With years of construction experience under his tool belt, Eric Cosgrove is someone with plenty of on-the-job knowledge.
He’s skilled as a general contractor and in a long list of building trades and tasks such as painting, plumbing, electrical and underground construction. Now Cosgrove shares that expertise as the apprenticeship readiness instructor at California Human Development in Stockton.
The program is part of the ValleyBuild partnership spanning 14 counties, with Cosgrove helping to train men and women in San Joaquin County and beyond for good-paying jobs in the construction trades. Partners in the training cohorts are California Human Development, the San Joaquin Building Trades Council, San Joaquin Worknet, Fresno Regional Workforce Development Board, and ValleyBuild.
Cosgrove said the job is a good fit for his skill set and background.
“When I was in the field working, I was making Product X for profit and this is a little different,” Cosgrove said. “Here, my goal is to get the student educated and help them cross that bridge into union employment.”
The eight-week Multi-Craft Core Curriculum (MC3) program taught by Cosgrove introduces students to a variety of construction trades and hands-on training, and also provides several certifications such as forklift and OSHA 10.
Sixteen students graduated in August from his most recent class and another cohort began in late September.
Cosgrove began working in union trades in his 20s. His experience ranges from painting off-shore oil rigs to preparing land for curbs and gutters to working as a general contractor. About four years ago, the physical grind prompted him to connect with the teaching position.
Today’s younger generation doesn’t have much exposure to the trades, Cosgrove said, and often doesn’t understand what union employment means. In one recent class, five students couldn’t even read a tape measure.
But now, after completing the course, those graduates have a skill set and potential direction for their lives. And that’s the pay-off for Cosgrove.

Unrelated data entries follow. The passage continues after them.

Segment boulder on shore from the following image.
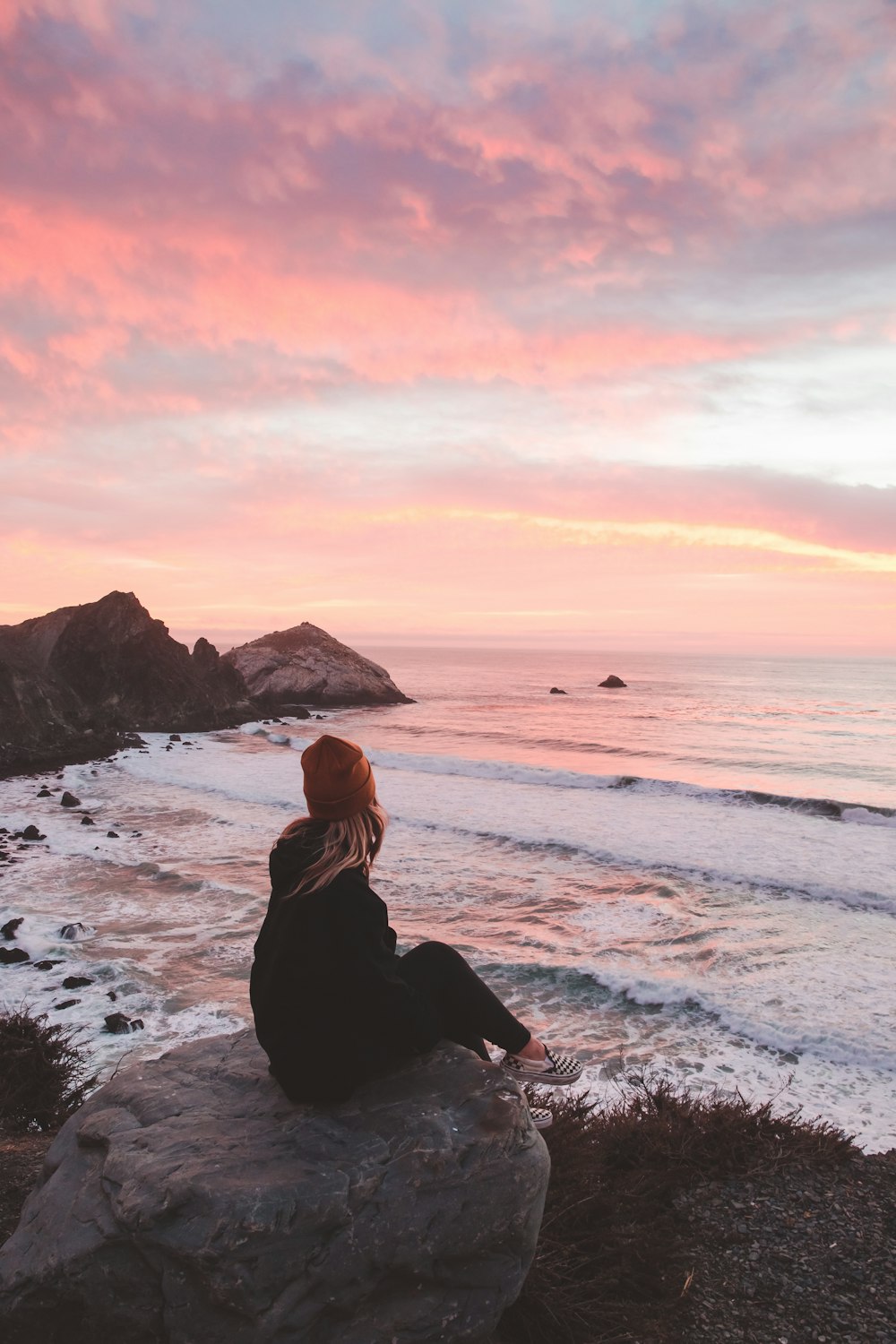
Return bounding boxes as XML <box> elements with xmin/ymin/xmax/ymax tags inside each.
<box><xmin>0</xmin><ymin>1032</ymin><xmax>549</xmax><ymax>1344</ymax></box>
<box><xmin>221</xmin><ymin>621</ymin><xmax>414</xmax><ymax>714</ymax></box>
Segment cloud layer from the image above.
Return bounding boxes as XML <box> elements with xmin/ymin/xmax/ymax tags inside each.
<box><xmin>0</xmin><ymin>0</ymin><xmax>896</xmax><ymax>650</ymax></box>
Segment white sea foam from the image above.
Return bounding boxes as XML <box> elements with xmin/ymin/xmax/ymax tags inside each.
<box><xmin>0</xmin><ymin>667</ymin><xmax>896</xmax><ymax>1148</ymax></box>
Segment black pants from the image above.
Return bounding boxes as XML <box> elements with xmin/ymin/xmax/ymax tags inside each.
<box><xmin>398</xmin><ymin>943</ymin><xmax>532</xmax><ymax>1059</ymax></box>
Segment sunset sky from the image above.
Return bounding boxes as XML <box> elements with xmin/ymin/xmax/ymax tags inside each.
<box><xmin>0</xmin><ymin>0</ymin><xmax>896</xmax><ymax>655</ymax></box>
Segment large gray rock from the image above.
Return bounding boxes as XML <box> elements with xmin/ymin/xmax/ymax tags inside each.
<box><xmin>223</xmin><ymin>621</ymin><xmax>412</xmax><ymax>709</ymax></box>
<box><xmin>0</xmin><ymin>1032</ymin><xmax>549</xmax><ymax>1344</ymax></box>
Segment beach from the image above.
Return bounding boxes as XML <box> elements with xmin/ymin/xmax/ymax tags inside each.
<box><xmin>0</xmin><ymin>650</ymin><xmax>896</xmax><ymax>1152</ymax></box>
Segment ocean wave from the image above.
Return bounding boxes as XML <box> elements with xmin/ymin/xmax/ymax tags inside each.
<box><xmin>243</xmin><ymin>725</ymin><xmax>896</xmax><ymax>827</ymax></box>
<box><xmin>477</xmin><ymin>961</ymin><xmax>896</xmax><ymax>1073</ymax></box>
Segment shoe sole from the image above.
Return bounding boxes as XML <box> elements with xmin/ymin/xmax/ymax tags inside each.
<box><xmin>501</xmin><ymin>1064</ymin><xmax>584</xmax><ymax>1088</ymax></box>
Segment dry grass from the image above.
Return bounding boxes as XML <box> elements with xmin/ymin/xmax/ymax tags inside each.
<box><xmin>0</xmin><ymin>1008</ymin><xmax>97</xmax><ymax>1134</ymax></box>
<box><xmin>500</xmin><ymin>1072</ymin><xmax>856</xmax><ymax>1344</ymax></box>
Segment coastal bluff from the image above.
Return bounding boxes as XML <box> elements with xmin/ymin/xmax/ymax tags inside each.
<box><xmin>0</xmin><ymin>1031</ymin><xmax>551</xmax><ymax>1344</ymax></box>
<box><xmin>0</xmin><ymin>593</ymin><xmax>254</xmax><ymax>773</ymax></box>
<box><xmin>0</xmin><ymin>591</ymin><xmax>414</xmax><ymax>777</ymax></box>
<box><xmin>223</xmin><ymin>621</ymin><xmax>414</xmax><ymax>710</ymax></box>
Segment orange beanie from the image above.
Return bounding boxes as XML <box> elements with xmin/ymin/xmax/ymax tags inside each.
<box><xmin>302</xmin><ymin>733</ymin><xmax>376</xmax><ymax>822</ymax></box>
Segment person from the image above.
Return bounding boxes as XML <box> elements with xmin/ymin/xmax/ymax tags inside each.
<box><xmin>250</xmin><ymin>734</ymin><xmax>582</xmax><ymax>1125</ymax></box>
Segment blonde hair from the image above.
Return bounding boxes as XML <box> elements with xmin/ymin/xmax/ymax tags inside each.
<box><xmin>280</xmin><ymin>796</ymin><xmax>388</xmax><ymax>897</ymax></box>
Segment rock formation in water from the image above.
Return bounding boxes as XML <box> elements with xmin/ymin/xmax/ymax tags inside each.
<box><xmin>0</xmin><ymin>1032</ymin><xmax>549</xmax><ymax>1344</ymax></box>
<box><xmin>0</xmin><ymin>593</ymin><xmax>253</xmax><ymax>773</ymax></box>
<box><xmin>224</xmin><ymin>621</ymin><xmax>414</xmax><ymax>710</ymax></box>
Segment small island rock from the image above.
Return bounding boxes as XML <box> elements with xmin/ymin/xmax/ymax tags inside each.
<box><xmin>0</xmin><ymin>1032</ymin><xmax>549</xmax><ymax>1344</ymax></box>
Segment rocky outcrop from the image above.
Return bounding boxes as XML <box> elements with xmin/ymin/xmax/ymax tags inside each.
<box><xmin>0</xmin><ymin>1032</ymin><xmax>549</xmax><ymax>1344</ymax></box>
<box><xmin>0</xmin><ymin>593</ymin><xmax>253</xmax><ymax>773</ymax></box>
<box><xmin>224</xmin><ymin>621</ymin><xmax>412</xmax><ymax>710</ymax></box>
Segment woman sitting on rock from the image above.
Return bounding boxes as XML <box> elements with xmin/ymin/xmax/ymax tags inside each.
<box><xmin>250</xmin><ymin>736</ymin><xmax>582</xmax><ymax>1123</ymax></box>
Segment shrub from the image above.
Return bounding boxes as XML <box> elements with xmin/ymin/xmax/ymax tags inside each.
<box><xmin>500</xmin><ymin>1070</ymin><xmax>856</xmax><ymax>1344</ymax></box>
<box><xmin>0</xmin><ymin>1008</ymin><xmax>97</xmax><ymax>1134</ymax></box>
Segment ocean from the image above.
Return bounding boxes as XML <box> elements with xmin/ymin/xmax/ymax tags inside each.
<box><xmin>0</xmin><ymin>648</ymin><xmax>896</xmax><ymax>1152</ymax></box>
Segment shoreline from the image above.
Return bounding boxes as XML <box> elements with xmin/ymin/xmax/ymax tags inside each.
<box><xmin>8</xmin><ymin>1101</ymin><xmax>896</xmax><ymax>1344</ymax></box>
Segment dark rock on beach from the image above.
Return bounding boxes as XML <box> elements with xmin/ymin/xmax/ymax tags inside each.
<box><xmin>0</xmin><ymin>948</ymin><xmax>30</xmax><ymax>967</ymax></box>
<box><xmin>0</xmin><ymin>1032</ymin><xmax>549</xmax><ymax>1344</ymax></box>
<box><xmin>103</xmin><ymin>1012</ymin><xmax>136</xmax><ymax>1037</ymax></box>
<box><xmin>224</xmin><ymin>621</ymin><xmax>412</xmax><ymax>714</ymax></box>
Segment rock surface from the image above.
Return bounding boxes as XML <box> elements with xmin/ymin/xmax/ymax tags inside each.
<box><xmin>224</xmin><ymin>621</ymin><xmax>412</xmax><ymax>709</ymax></box>
<box><xmin>0</xmin><ymin>593</ymin><xmax>251</xmax><ymax>773</ymax></box>
<box><xmin>0</xmin><ymin>1032</ymin><xmax>549</xmax><ymax>1344</ymax></box>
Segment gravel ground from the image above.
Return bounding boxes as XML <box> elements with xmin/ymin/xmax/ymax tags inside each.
<box><xmin>677</xmin><ymin>1150</ymin><xmax>896</xmax><ymax>1344</ymax></box>
<box><xmin>0</xmin><ymin>1134</ymin><xmax>896</xmax><ymax>1344</ymax></box>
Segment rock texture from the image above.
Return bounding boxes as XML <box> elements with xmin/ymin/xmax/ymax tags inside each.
<box><xmin>0</xmin><ymin>593</ymin><xmax>253</xmax><ymax>773</ymax></box>
<box><xmin>0</xmin><ymin>1032</ymin><xmax>549</xmax><ymax>1344</ymax></box>
<box><xmin>224</xmin><ymin>621</ymin><xmax>412</xmax><ymax>710</ymax></box>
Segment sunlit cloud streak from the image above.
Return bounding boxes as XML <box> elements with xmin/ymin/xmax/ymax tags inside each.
<box><xmin>0</xmin><ymin>0</ymin><xmax>896</xmax><ymax>644</ymax></box>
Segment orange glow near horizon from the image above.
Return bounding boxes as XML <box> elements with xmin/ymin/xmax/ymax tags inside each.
<box><xmin>0</xmin><ymin>0</ymin><xmax>896</xmax><ymax>656</ymax></box>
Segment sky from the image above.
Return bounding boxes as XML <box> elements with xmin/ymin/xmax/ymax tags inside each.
<box><xmin>0</xmin><ymin>0</ymin><xmax>896</xmax><ymax>656</ymax></box>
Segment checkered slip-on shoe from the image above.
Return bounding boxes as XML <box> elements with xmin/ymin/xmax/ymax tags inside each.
<box><xmin>501</xmin><ymin>1047</ymin><xmax>584</xmax><ymax>1088</ymax></box>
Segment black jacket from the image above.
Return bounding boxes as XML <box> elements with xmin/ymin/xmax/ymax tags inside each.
<box><xmin>250</xmin><ymin>827</ymin><xmax>439</xmax><ymax>1101</ymax></box>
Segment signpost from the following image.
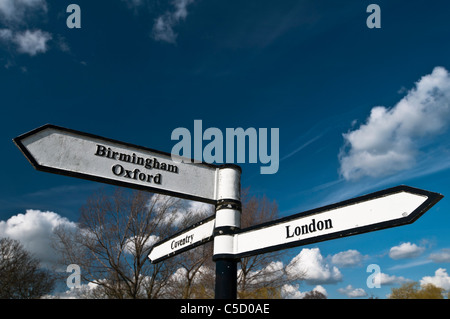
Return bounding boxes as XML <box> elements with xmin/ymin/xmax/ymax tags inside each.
<box><xmin>14</xmin><ymin>124</ymin><xmax>443</xmax><ymax>299</ymax></box>
<box><xmin>14</xmin><ymin>124</ymin><xmax>219</xmax><ymax>204</ymax></box>
<box><xmin>148</xmin><ymin>216</ymin><xmax>215</xmax><ymax>264</ymax></box>
<box><xmin>219</xmin><ymin>186</ymin><xmax>442</xmax><ymax>258</ymax></box>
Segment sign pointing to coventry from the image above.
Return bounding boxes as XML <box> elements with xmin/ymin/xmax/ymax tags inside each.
<box><xmin>218</xmin><ymin>186</ymin><xmax>443</xmax><ymax>258</ymax></box>
<box><xmin>14</xmin><ymin>124</ymin><xmax>443</xmax><ymax>299</ymax></box>
<box><xmin>14</xmin><ymin>124</ymin><xmax>219</xmax><ymax>203</ymax></box>
<box><xmin>148</xmin><ymin>216</ymin><xmax>215</xmax><ymax>264</ymax></box>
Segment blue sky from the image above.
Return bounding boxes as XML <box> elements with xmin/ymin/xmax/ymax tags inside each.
<box><xmin>0</xmin><ymin>0</ymin><xmax>450</xmax><ymax>298</ymax></box>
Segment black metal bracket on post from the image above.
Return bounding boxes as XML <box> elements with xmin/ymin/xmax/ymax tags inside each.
<box><xmin>213</xmin><ymin>164</ymin><xmax>242</xmax><ymax>299</ymax></box>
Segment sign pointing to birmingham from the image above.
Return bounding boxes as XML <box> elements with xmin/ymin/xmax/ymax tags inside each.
<box><xmin>217</xmin><ymin>186</ymin><xmax>443</xmax><ymax>258</ymax></box>
<box><xmin>14</xmin><ymin>124</ymin><xmax>219</xmax><ymax>203</ymax></box>
<box><xmin>14</xmin><ymin>124</ymin><xmax>443</xmax><ymax>298</ymax></box>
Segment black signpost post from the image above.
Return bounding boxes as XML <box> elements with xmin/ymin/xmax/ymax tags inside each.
<box><xmin>14</xmin><ymin>124</ymin><xmax>443</xmax><ymax>299</ymax></box>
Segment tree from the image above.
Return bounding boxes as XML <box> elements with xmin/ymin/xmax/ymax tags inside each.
<box><xmin>55</xmin><ymin>189</ymin><xmax>306</xmax><ymax>298</ymax></box>
<box><xmin>55</xmin><ymin>188</ymin><xmax>188</xmax><ymax>299</ymax></box>
<box><xmin>0</xmin><ymin>238</ymin><xmax>55</xmax><ymax>299</ymax></box>
<box><xmin>389</xmin><ymin>281</ymin><xmax>444</xmax><ymax>299</ymax></box>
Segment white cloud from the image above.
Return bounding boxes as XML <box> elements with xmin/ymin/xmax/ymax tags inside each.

Recently, a woman with seven children stopped him at Walmart and asked if they knew each other. Cosgrove didn’t think so, but she remembered him as the instructor in her husband’s training class.
She said her husband now is in a union that provides good pay and benefits and that allowed their children to go to the dentist and get glasses. “That right there means a lot,” Cosgrove said.
There is room to expand the training program, he believes, and also to reach a younger generation searching for the right steady and good-paying career.
As always, Cosgrove was looking forward to his next class. The current class is special partly because his granddaughter is enrolled. He doesn’t know which trade she’ll lean toward but thinks she can succeed: “She is pretty smart.”